When Daniel Yergin published his Prize: The Epic Quest for Oil, Money and Power in 1992, the general remark that welcomed it is that it is a must read for all educated persons. That is to suggest that anyone who has not read it only has certificate(s) but not education. Yergin’s details of the good as well as the evil things oil has brought about in world politics is why people connect reading the book with being educated.
But it was shortly after the publication of the book that Samuel Huntington also published his “The Clash of Civilisations?” and that took the centre stage as it became the subject matter across the world between those who adore it and those who called it The Clash of Ignorance.
Yergin’s Prize: The Epic Quest for Oil, Money and Power might have been overshadowed first by Francis Fukuyama’s “End of History” which preceded it and later by Huntington’s Clash of Civilisation but it has remained the definitive text about oil in global energy politics. That is along with its sequel, The Quest: Energy, Security and the Remaking of the Modern World, all two making him the ultimate oracle in that field, irrespective of the neoliberal analytic tendency that grounds the totality of his works as a scholar and a practitioner.
Now, Yergin is back but this time, with The New Map: Energy, Climate and the Clash of Nations. This is still very new in the market and no general consensus exists yet in informed circles about it. It is though sure to follow the realist account of the world – the idea that there are realities that underpin how the world works and the way Realists take this as nearly absolute.

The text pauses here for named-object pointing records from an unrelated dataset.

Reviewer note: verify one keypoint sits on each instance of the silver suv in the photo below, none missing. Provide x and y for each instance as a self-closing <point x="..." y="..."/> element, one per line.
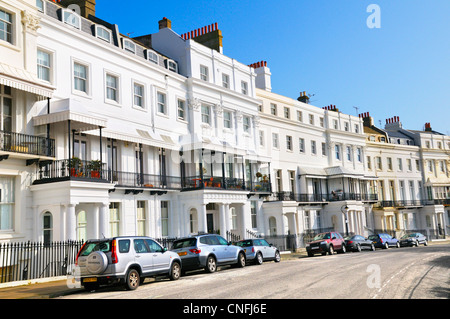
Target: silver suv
<point x="125" y="260"/>
<point x="208" y="251"/>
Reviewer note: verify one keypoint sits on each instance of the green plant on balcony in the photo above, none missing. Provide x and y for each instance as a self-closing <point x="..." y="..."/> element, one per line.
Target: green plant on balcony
<point x="75" y="166"/>
<point x="95" y="166"/>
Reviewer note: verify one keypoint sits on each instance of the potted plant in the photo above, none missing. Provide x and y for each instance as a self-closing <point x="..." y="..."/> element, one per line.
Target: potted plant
<point x="95" y="166"/>
<point x="74" y="166"/>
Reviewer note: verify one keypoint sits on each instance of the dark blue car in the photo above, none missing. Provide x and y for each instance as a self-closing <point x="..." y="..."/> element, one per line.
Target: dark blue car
<point x="384" y="241"/>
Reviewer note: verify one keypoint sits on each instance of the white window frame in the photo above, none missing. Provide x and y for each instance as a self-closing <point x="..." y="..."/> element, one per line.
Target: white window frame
<point x="182" y="109"/>
<point x="48" y="67"/>
<point x="101" y="37"/>
<point x="225" y="80"/>
<point x="246" y="124"/>
<point x="275" y="141"/>
<point x="87" y="79"/>
<point x="160" y="104"/>
<point x="153" y="57"/>
<point x="244" y="87"/>
<point x="12" y="27"/>
<point x="171" y="65"/>
<point x="206" y="117"/>
<point x="135" y="95"/>
<point x="132" y="46"/>
<point x="66" y="13"/>
<point x="227" y="122"/>
<point x="204" y="73"/>
<point x="117" y="88"/>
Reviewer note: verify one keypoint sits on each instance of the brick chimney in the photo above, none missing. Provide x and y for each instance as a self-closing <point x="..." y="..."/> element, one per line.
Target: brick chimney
<point x="210" y="36"/>
<point x="165" y="23"/>
<point x="393" y="123"/>
<point x="367" y="119"/>
<point x="87" y="7"/>
<point x="263" y="76"/>
<point x="303" y="97"/>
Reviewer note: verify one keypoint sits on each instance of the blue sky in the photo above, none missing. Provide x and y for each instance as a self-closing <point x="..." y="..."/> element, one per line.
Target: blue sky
<point x="325" y="48"/>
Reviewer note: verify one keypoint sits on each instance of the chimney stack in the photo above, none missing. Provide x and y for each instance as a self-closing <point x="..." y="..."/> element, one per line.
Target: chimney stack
<point x="165" y="23"/>
<point x="87" y="7"/>
<point x="263" y="75"/>
<point x="304" y="98"/>
<point x="210" y="36"/>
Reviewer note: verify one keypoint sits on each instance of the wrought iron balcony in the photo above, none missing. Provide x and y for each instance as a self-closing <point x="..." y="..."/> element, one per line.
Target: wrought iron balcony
<point x="73" y="169"/>
<point x="27" y="144"/>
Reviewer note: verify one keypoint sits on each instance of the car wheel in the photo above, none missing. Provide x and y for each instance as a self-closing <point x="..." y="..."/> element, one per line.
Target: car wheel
<point x="277" y="256"/>
<point x="331" y="250"/>
<point x="258" y="259"/>
<point x="132" y="279"/>
<point x="89" y="286"/>
<point x="175" y="271"/>
<point x="241" y="260"/>
<point x="211" y="265"/>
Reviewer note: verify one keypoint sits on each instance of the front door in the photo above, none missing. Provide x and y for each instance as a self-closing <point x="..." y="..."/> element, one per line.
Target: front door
<point x="210" y="223"/>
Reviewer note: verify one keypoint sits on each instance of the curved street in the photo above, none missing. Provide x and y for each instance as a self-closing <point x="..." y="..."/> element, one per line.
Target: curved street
<point x="396" y="273"/>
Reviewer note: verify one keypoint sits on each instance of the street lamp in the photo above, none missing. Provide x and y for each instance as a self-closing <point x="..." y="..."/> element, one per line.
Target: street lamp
<point x="344" y="210"/>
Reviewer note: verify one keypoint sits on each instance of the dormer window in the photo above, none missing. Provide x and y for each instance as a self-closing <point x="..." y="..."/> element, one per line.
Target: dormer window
<point x="129" y="46"/>
<point x="152" y="56"/>
<point x="172" y="66"/>
<point x="71" y="18"/>
<point x="103" y="33"/>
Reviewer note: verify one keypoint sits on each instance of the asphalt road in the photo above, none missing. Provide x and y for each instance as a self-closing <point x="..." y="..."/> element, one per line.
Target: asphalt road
<point x="396" y="273"/>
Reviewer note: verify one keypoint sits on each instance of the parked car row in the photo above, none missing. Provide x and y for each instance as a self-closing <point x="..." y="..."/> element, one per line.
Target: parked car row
<point x="129" y="260"/>
<point x="329" y="242"/>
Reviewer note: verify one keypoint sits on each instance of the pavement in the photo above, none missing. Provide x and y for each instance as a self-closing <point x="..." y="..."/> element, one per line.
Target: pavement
<point x="56" y="287"/>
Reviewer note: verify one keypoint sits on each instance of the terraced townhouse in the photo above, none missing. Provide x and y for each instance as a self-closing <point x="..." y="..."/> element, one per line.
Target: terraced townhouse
<point x="164" y="135"/>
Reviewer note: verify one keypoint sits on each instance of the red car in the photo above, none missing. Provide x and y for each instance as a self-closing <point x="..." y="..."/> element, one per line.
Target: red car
<point x="324" y="243"/>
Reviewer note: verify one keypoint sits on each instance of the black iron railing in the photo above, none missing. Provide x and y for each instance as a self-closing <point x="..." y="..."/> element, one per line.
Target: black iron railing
<point x="33" y="260"/>
<point x="139" y="180"/>
<point x="73" y="169"/>
<point x="27" y="144"/>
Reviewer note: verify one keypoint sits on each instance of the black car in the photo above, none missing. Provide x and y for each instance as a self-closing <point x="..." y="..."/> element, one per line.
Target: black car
<point x="413" y="239"/>
<point x="358" y="243"/>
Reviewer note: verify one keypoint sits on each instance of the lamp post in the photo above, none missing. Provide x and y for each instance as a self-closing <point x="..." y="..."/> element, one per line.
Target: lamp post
<point x="344" y="210"/>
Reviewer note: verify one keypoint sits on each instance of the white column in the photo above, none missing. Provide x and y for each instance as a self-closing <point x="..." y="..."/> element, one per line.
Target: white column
<point x="103" y="220"/>
<point x="71" y="222"/>
<point x="222" y="220"/>
<point x="202" y="226"/>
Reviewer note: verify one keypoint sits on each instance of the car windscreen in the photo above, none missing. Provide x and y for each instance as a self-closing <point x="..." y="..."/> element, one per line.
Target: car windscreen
<point x="244" y="243"/>
<point x="104" y="246"/>
<point x="322" y="236"/>
<point x="182" y="243"/>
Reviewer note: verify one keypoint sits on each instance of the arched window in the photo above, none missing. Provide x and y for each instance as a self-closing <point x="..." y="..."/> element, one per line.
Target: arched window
<point x="193" y="221"/>
<point x="81" y="226"/>
<point x="47" y="227"/>
<point x="272" y="226"/>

So, potential readers will find a lot of emphasis on how powerful actors such as individuals and nations are enacting the world in relation to the climate change and oil. Realists have little patience with small actors. Everything is about big and important doers. In the end though, they are hardly doing more than powerfully visualising the world.
But the challenge of reading a Yergin book on global energy politics is that the meaning of the book would still depend on the reader. In that sense, this is likely to be the number One book in the world today for everyone, from students of energy to politicians, investors, presidents, prime ministers, sundry technocrats, small and big producer nations amongst so many others.